Knowledge Base

What is iBeacon & How Does it Work?

ibeacon-communicationiBeacon is the name used for Apple’s technology that provides location-based services and information to mobile applications on both Android and iOS devices using Bluetooth Low Energy. The iBeacon (or beacon) broadcasts its identifier to nearby portable electronic devices, enabling those devices to perform actions when in close proximity to it.

The terms beacon and iBeacon are often used interchangeably because various vendors have created iBeacon-compatible hardware transmitters. Apple has yet to manufacture an actual beacon, but has built the technology into its current devices. Third-party manufacturers, including Gimbal, Kontakt and Estimote, build the beacons—which can be purchased on manufacturers’ websites at anywhere from $5 to three for $99 and up—that communicate with devices.

The beacons themselves are small transmitters that can be placed in stores or specific points of interest, such as museums or airports. Apps installed on your mobile devices “listen” for the signal and respond accordingly when the phone comes within range.

Let’s say you pass a beacon while in a grocery store. If you have the retailer’s app installed, it might display a special offer alert for you. Or during a visit to a museum, the museum’s app would provide information about various displays. The technology can approximate when a user has entered, exited or lingered in a specific area, and can offer various levels of interaction accordingly.

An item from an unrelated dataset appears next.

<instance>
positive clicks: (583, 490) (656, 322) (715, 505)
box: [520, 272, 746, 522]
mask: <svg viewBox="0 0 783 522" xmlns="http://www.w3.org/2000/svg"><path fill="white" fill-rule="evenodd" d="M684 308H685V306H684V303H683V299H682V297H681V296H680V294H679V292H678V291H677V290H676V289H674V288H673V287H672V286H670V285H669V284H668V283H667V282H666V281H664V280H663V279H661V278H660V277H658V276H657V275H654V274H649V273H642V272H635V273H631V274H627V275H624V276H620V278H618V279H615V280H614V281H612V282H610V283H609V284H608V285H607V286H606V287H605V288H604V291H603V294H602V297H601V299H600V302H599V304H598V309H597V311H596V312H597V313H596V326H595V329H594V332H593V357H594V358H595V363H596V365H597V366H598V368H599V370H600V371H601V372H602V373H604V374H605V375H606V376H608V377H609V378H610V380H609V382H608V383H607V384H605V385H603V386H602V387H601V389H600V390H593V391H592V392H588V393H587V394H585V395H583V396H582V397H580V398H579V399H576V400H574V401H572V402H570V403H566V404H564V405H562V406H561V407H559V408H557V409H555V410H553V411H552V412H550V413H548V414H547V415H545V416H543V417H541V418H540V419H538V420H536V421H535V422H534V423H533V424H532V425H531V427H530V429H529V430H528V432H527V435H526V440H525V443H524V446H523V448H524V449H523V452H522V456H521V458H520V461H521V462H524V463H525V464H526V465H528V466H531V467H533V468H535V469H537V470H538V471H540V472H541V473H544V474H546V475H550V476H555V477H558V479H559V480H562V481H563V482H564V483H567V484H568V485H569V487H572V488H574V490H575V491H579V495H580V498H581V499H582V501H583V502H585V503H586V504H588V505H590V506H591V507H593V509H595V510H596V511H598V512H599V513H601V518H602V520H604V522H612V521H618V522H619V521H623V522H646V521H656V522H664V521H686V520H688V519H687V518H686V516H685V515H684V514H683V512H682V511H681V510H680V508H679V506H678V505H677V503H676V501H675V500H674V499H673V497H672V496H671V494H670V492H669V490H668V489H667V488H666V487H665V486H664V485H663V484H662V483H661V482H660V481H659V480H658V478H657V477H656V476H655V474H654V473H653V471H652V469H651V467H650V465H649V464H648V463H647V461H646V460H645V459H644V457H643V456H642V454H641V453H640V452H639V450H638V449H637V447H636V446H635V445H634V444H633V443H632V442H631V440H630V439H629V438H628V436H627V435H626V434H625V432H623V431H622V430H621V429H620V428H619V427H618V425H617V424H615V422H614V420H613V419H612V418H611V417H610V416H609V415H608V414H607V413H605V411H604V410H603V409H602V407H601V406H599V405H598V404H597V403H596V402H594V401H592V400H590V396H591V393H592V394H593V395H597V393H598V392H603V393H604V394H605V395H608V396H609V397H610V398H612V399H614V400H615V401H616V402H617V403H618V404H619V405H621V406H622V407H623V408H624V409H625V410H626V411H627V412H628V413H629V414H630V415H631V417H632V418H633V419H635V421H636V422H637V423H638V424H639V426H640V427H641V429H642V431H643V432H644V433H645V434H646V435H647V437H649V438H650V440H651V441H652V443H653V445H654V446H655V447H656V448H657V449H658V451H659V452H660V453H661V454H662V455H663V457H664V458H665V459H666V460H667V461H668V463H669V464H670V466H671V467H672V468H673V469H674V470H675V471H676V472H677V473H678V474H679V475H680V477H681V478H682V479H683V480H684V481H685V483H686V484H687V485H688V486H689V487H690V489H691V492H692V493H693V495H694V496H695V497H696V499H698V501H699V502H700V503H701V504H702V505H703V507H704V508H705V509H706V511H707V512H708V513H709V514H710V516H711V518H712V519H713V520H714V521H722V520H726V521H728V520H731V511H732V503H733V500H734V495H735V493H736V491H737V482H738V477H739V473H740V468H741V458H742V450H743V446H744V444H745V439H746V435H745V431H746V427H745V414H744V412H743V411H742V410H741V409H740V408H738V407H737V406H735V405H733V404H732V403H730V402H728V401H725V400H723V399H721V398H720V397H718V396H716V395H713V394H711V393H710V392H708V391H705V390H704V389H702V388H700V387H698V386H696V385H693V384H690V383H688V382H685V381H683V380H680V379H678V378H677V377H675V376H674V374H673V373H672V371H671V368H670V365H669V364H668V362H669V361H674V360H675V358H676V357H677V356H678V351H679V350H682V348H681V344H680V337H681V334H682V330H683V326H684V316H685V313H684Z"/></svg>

iBeacon is being used by numerous companies, including Macy’s, Dollar General, Virgin Atlantic and Major League Baseball. Virgin Atlantic uses iBeacon at Heathrow Airport in London, providing mobile boarding passes to passengers as they get close to the security checkpoint. It’s also used by MLB at various stadiums to offer attendees customized information about their seats, the teams and coupons for free snacks.

Aside from the seemingly unlimited advertising opportunities it can provide, the iBeacon can also be used:

  • In restaurant environments to assist waiters with orders and tracking;
  • In classrooms for exploration and scientific games;
  • At zoos, identifying animals and characteristics;
  • In homes or businesses, automating garage doors and lights.

The key to the effectiveness of iBeacon is that a customer must have his or her Bluetooth turned on and the organization’s app installed in order to receive special offers or other information. And consumers can opt out by simply turning off Bluetooth, uninstalling the app or changing permissions.

Another hurdle is the potential for the Bluetooth signal to be blocked by walls, windows and other barriers, causing the signal strength to fluctuate—thus making it more difficult to determine distance.

This technology offers new and exciting opportunities for businesses to engage consumers. Marketers can use it to monitor shopping patterns and spending habits, as well as the ability to target specific audiences.